Je pense que c'est important de se faire plaisir, de ne pas se sentir obligée de jeter quelques mots sur internet pour faire plaisir à ses lecteurs. Quel que soit l'article que l'on publie, il y a toujours quelqu'un pour l'apprécier. Du coup, à chaque fois que je lis un message sur Hellocoton qui demande "est-ce que vous préférez que je publie ça ou ça ?" ou "qu'est-ce que vous voulez voir sur le blog ?" je répond immanquablement la même chose depuis au moins deux ans, si pas trois : je préfère ce que toi tu préfères, je veux voir ce qui te fait plaisir. Autant je me prononce sur le contenant, sur le design du blog, autant sur le contenu je ne dis rien, et je laisse faire.

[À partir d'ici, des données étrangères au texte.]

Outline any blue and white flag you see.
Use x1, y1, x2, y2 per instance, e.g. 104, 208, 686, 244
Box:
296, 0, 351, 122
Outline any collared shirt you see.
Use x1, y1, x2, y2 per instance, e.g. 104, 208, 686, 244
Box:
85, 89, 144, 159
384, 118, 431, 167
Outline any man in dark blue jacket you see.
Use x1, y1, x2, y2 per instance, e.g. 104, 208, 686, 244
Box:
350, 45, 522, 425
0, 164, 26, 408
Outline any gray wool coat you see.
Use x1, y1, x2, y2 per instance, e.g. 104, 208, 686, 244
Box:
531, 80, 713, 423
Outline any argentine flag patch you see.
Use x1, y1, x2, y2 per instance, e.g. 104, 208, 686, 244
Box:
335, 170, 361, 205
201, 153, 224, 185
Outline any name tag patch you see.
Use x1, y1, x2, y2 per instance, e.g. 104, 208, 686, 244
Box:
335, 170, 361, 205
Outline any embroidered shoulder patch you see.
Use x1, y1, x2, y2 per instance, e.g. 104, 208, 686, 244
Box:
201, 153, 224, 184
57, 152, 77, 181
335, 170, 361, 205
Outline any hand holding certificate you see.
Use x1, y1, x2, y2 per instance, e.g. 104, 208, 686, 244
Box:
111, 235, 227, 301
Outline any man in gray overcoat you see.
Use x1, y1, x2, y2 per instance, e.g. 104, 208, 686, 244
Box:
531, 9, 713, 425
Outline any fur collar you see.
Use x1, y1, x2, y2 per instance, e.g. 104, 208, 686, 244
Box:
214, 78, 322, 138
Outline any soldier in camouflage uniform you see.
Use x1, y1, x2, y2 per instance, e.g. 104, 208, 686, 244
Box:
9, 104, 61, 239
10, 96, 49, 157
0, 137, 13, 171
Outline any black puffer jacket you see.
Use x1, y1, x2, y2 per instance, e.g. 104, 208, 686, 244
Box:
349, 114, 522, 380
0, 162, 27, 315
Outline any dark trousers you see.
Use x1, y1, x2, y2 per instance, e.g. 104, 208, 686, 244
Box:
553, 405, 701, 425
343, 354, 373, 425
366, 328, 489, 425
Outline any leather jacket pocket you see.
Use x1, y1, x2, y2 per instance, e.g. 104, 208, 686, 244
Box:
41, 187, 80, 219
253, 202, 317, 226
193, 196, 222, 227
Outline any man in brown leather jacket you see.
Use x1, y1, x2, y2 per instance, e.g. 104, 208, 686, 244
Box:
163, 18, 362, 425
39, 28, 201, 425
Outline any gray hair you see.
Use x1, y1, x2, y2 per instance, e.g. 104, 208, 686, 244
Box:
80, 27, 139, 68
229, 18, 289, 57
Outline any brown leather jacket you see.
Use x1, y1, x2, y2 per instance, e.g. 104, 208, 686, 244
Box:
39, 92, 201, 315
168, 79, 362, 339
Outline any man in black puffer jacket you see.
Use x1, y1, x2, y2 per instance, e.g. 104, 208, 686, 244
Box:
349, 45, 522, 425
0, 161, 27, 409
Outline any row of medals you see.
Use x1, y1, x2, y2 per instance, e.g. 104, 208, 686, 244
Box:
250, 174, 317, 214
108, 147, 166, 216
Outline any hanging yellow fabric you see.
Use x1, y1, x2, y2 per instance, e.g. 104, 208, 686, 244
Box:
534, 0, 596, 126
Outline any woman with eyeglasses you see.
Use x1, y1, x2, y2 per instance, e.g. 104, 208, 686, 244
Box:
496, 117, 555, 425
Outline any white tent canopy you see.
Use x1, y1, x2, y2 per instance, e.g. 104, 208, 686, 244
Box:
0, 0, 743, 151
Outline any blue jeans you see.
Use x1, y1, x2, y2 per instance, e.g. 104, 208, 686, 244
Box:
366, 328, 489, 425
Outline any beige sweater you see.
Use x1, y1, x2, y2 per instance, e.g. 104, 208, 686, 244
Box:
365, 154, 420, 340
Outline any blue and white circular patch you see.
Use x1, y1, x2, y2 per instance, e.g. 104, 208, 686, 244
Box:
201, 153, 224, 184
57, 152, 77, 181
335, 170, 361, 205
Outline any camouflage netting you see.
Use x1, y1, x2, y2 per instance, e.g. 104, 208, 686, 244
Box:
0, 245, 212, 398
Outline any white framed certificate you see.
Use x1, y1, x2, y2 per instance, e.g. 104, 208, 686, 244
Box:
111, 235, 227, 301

Je ne sais pas trop d'où vient cette perte de plaisir. Des partenariats peut-être, d'une réelle envie de faire plaisir qui se transforme en obligation, peut-être aussi un peu de la recherche des statistiques ; sur tous les blogs il y a des articles qui marchent moins que d'autres. Par exemple quand j'ai publié Au tour du monde je savais que ça ne fonctionnerait pas comme article, et pourtant j'avais vraiment envie de le publier, et comme je suis suicidaire j'aimerais même en faire une série, pourtant, il n'a pas marché. Parfois je me dis que faire tel ou tel genre d'articles, ceux à la mode, ça serait bien, ça ferait certainement plaisir aux lecteurs, puis après j'abandonne : je n'ai pas envie d'écrire un article qui ne me plait pas. Et, en plus, c'est peut-être super prétentieux de balancer ça comme ça mais je pense que les personnes qui viennent sur mon blog viennent pour moi. Ce que je veux dire par-là c'est qu'elles ne viennent pas pour des do it yourself, ou le récit rigolo d'une anecdote assez commune. Je crois que chaque lecteur attend de chaque blog quelque chose de différent et que donc ça ne sert à rien de vouloir faire comme les autres.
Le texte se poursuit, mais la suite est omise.